Trump v. Biden on Lowering Drug Prices

President Biden instituted drug price controls in 2022 as a part of the Inflation Reduction Act. This legislation required pharmaceutical companies to accept fixed prices on ten drugs named by the federal government that are covered by government healthcare programs such as Medicare and Medicaid. If the drug companies didn’t accept the prices, they couldn’t sell the drugs to these programs.

This legislation by Biden has been referred to as the “Biden Pill Penalty” because its unintended consequence is to inhibit new drug research and innovation.

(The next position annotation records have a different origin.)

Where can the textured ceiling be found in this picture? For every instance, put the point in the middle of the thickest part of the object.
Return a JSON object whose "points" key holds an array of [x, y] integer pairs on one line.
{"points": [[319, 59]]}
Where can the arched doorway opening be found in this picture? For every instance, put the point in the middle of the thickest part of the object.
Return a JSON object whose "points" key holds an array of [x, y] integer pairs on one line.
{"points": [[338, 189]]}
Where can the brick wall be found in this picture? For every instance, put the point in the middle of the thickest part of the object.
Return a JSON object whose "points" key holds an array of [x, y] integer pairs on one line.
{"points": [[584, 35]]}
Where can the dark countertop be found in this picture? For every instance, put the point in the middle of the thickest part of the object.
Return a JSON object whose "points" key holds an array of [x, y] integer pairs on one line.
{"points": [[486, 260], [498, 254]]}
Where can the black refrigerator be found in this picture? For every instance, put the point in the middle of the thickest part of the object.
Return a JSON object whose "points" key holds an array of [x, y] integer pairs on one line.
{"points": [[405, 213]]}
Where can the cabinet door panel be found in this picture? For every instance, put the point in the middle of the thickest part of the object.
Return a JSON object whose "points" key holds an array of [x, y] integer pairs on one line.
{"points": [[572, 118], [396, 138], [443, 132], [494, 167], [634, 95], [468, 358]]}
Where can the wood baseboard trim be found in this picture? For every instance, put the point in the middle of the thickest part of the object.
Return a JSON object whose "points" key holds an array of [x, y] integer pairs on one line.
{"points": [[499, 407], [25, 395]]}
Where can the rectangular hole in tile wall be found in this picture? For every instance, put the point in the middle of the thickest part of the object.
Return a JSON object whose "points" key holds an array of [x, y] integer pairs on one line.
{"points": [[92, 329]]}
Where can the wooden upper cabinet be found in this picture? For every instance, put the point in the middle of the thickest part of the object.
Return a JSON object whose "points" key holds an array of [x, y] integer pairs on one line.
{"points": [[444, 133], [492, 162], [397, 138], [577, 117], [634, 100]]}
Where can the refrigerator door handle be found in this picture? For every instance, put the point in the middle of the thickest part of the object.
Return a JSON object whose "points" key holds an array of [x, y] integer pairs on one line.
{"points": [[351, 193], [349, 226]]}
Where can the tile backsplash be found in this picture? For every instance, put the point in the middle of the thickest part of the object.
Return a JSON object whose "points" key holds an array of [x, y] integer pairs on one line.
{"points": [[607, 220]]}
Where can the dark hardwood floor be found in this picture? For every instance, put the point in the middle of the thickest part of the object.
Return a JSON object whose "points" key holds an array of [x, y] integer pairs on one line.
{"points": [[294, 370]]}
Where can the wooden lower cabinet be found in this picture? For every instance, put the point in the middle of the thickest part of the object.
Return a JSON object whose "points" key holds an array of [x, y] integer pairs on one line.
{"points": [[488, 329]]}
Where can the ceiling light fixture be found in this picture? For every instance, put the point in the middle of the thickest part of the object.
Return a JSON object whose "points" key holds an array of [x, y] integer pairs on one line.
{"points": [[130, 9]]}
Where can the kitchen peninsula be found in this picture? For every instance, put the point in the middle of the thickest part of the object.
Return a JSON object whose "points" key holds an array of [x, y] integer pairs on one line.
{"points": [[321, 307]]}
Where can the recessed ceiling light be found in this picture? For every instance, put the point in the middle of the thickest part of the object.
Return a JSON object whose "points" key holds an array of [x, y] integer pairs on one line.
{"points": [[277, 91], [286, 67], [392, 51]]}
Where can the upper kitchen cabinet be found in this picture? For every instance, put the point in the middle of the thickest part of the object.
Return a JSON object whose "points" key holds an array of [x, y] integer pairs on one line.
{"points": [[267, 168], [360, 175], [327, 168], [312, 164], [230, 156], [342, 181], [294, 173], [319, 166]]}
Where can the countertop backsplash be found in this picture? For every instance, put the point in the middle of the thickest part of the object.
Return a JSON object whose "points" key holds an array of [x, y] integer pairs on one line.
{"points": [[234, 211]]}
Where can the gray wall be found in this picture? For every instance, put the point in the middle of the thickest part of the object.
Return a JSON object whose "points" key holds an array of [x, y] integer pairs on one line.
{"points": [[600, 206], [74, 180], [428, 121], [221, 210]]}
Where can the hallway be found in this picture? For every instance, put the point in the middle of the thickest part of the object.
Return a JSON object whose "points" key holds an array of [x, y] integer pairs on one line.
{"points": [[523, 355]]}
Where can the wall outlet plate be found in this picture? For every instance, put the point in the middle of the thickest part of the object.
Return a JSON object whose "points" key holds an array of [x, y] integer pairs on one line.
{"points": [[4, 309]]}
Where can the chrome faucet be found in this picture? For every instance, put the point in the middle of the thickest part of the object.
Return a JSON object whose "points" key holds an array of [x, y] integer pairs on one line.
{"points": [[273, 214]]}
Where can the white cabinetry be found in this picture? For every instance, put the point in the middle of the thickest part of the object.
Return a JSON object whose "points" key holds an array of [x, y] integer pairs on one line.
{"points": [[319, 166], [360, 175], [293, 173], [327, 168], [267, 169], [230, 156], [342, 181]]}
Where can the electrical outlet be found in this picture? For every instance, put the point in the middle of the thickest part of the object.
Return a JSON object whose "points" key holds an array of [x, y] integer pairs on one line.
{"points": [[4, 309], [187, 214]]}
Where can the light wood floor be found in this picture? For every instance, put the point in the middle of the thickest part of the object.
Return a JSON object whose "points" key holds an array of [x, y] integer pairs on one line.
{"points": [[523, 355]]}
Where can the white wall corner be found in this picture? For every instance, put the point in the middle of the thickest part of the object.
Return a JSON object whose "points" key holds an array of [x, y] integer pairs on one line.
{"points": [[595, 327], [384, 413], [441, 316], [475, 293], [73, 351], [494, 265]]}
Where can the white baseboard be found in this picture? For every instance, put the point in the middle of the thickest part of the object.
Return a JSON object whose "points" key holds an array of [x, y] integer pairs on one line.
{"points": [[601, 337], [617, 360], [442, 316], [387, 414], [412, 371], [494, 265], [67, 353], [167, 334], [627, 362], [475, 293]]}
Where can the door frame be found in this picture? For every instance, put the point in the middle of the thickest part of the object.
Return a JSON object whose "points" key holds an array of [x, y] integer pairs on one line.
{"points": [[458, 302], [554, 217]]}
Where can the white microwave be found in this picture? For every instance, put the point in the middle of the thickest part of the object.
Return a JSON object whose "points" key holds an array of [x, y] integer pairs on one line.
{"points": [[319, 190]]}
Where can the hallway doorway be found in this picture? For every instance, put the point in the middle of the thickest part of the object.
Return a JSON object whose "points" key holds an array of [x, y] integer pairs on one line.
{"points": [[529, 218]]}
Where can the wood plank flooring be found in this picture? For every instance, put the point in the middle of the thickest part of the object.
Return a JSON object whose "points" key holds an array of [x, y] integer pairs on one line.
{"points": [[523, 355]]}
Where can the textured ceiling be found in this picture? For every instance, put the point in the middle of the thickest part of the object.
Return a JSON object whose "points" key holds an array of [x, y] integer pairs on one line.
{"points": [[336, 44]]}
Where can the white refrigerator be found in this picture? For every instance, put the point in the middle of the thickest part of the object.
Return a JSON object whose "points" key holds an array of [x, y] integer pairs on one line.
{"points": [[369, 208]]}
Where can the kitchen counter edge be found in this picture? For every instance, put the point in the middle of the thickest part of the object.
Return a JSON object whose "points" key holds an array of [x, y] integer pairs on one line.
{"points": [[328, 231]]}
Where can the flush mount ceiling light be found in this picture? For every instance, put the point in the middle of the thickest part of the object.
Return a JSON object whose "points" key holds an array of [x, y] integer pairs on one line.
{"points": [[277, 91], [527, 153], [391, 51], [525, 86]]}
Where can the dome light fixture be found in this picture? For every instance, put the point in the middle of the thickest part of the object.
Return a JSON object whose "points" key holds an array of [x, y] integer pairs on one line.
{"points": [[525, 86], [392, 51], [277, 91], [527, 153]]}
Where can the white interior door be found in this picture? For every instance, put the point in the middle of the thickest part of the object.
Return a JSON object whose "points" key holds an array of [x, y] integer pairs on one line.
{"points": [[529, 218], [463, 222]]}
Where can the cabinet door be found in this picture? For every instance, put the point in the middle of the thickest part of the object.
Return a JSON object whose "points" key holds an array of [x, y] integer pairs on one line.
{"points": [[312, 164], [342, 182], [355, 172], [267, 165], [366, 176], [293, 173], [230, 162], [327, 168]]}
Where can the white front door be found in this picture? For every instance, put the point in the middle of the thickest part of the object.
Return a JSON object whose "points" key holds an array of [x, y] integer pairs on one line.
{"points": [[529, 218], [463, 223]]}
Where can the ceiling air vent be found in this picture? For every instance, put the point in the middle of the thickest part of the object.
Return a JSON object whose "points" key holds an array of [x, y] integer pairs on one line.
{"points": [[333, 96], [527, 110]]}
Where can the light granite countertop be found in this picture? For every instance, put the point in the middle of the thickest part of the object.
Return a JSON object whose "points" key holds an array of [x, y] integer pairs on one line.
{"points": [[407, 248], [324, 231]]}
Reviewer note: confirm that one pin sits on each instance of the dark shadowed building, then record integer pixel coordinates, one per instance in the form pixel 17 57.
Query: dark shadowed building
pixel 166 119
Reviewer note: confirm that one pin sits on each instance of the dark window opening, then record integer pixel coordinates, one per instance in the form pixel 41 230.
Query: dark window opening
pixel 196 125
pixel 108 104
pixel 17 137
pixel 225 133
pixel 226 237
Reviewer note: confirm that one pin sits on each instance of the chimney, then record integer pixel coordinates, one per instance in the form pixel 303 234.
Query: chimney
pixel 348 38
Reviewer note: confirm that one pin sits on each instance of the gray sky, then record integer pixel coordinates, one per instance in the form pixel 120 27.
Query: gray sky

I wrote about this in an earlier post called Biden’s Pill Penalty.

Now, President Trump is addressing concerns about rising drug prices with an executive order of his own. This order establishes a “most-favored nation” policy which stipulates that the federal government will only pay the same price here in the U.S. as charged by pharmaceutical companies in other “favored nations” for drugs covered by Medicare and Medicaid. In other words, he wants America to start paying the same price for drugs as other countries in Europe.

For decades, America has carried the burden of paying higher prices for drugs here than pharmaceutical companies charge in other countries. Price controls are common in Europe so drug companies make up the loss by charging Americans more.  As the economic leader in the world, America has been expected to pay more while others pay less. This means America has been subsidizing the cost of drugs in other countries.

How is this different from Biden’s Pill Penalty?

Trump is not arbitrarily setting the price of the drugs. His order simply forces the drug companies to level the playing field; charging the U.S. no more than they are charging the most expensive prices of other similar economic nations. That means the drug companies will probably have to raise prices on the other nations to avoid losing money. If they do that without a significant impact on their profits, then new drug innovation should not suffer. However, if raising prices in other nations leads to lower profits, then new drug innovation will be impacted.

Some say this is just price controls by a different method. Tevi Troy, writing in The Wall Street Journal, believes the impact of Trump’s order will be as bad as Biden’s Pill Penalty. Troy says, Americans are understandably frustrated about high prices. But the alternative to expensive new products is a slowdown in biomedical innovation. At a time when artificial intelligence, informatics and the unlocking of the human genome could generate tremendous advances in life-changing pharmaceutical products, it’s a dangerous time to alienate the industry that brings those products to fruition.”

Perhaps he is right. Trump is understandably outraged at the way Americans have been treated by the drug companies. He said the U.S. is being “ripped off compared to the rest of the world.” This is consistent with his views of tariffs being charged by other countries for products made in America.

The question is how much more will other countries be willing to pay to purchase their drugs and will that be enough to sustain new drug research? It looks like we’re going to find out soon.